Threat to Food Security: Only 7% of Farmers Receive Bank Loans

Despite agriculture’s significant contribution to Nigeria’s economy, employing about 70 per cent of households and accounting for over 20 per cent of the country’s gross domestic product (GDP), only 7 per cent of farming communities accessed bank loans, highlighting a critical credit shortage that hampers the sector’s growth.
Experts have called for more funding for Nigerian farmers and urged financial institutions to do more to assist them with the financial tools they need to grow.
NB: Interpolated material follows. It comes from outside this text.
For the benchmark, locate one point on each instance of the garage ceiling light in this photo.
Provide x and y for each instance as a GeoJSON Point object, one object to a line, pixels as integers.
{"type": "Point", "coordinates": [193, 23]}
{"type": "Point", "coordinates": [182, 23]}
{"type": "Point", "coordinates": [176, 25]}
Findings show that despite Nigeria boasting over 84 million hectares of arable land, the country’s farmers remain cut off from the financial tools they need to grow.
For instance, in 2022, only 7 per cent of farming communities secured bank credit (NBS, 2022), leaving millions unable to scale operations.

A recent National Bureau of Statistics (NBS) report revealed that out of the vast number of farmers across Nigeria, just a small fraction secured micro-credits or bank loans, with Lagos and Ogun states recording the highest access rates at 26 per cent and 14 per cent, respectively. Overall, only 11 per cent of agricultural communities reported the ability to borrow from banks, with many farmers preferring cooperative organisations for credit due to less stringent collateral requirements.
The low level of bank lending to agriculture is stark when compared to the sector’s importance. In 2023, only about ₦2.26 trillion -roughly 5 per cent of total private sector loans -was extended to agriculture, making it the lowest among Nigeria’s top economic sectors for commercial bank loans.
This undercapitalisation persists despite government interventions such as the Central Bank of Nigeria’s Anchor Borrowers’ Programme, which has supported millions of smallholder farmers but still faces challenges in loan repayment and scale.
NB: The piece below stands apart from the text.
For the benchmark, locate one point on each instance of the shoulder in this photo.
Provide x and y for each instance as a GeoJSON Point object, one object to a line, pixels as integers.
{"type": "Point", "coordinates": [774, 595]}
Nigeria’s agriculture sector, which employs around 35% of the workforce, is facing significant challenges due to stagnant productivity and unmet food needs. The sector, which spans four sub-sectors: crop production, livestock, forestry, and fishing, faces persistent financing challenges such as insufficient collateral, high interest rates, and limited presence of financial institutions in rural areas. Infrastructural deficits, price volatility, and restricted market access further exacerbate these issues.
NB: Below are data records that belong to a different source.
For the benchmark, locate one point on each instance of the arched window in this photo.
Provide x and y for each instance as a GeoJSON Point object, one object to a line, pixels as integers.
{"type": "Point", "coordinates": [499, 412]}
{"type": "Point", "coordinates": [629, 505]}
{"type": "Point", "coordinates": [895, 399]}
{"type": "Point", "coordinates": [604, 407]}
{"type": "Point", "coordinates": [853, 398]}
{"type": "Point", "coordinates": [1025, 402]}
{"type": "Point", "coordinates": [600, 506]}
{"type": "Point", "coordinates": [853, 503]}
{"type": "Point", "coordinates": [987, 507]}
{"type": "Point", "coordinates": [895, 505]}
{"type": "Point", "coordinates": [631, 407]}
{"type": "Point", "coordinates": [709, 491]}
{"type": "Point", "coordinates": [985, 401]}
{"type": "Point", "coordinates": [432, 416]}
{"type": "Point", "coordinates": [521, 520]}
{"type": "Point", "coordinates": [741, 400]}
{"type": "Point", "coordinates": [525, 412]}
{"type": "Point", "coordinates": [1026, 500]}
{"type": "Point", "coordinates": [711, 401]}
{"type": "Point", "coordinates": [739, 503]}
Despite these challenges, the story is shifting in Lagos and Ogun states, with 26% and 14% of farmers accessing micro-credits in 2022 and nationally. The value of credit to private agriculture jumped from ₦853 billion in Q1 2020 to over ₦4 trillion by Q4 2021. Sterling Bank is transforming this narrative by providing digital solutions, customised financing, and strategic partnerships that empower farmers, boost yields, and strengthen food systems. The bank has developed the Agriculture Finance Value Chain Model (AgFin) through its HEART strategy, which focuses on Health, Education, Agriculture, Renewable Energy, and Transportation. Sterling Bank is investing in entire value chains, not just funding farms but supporting processors, aggregators, and market access.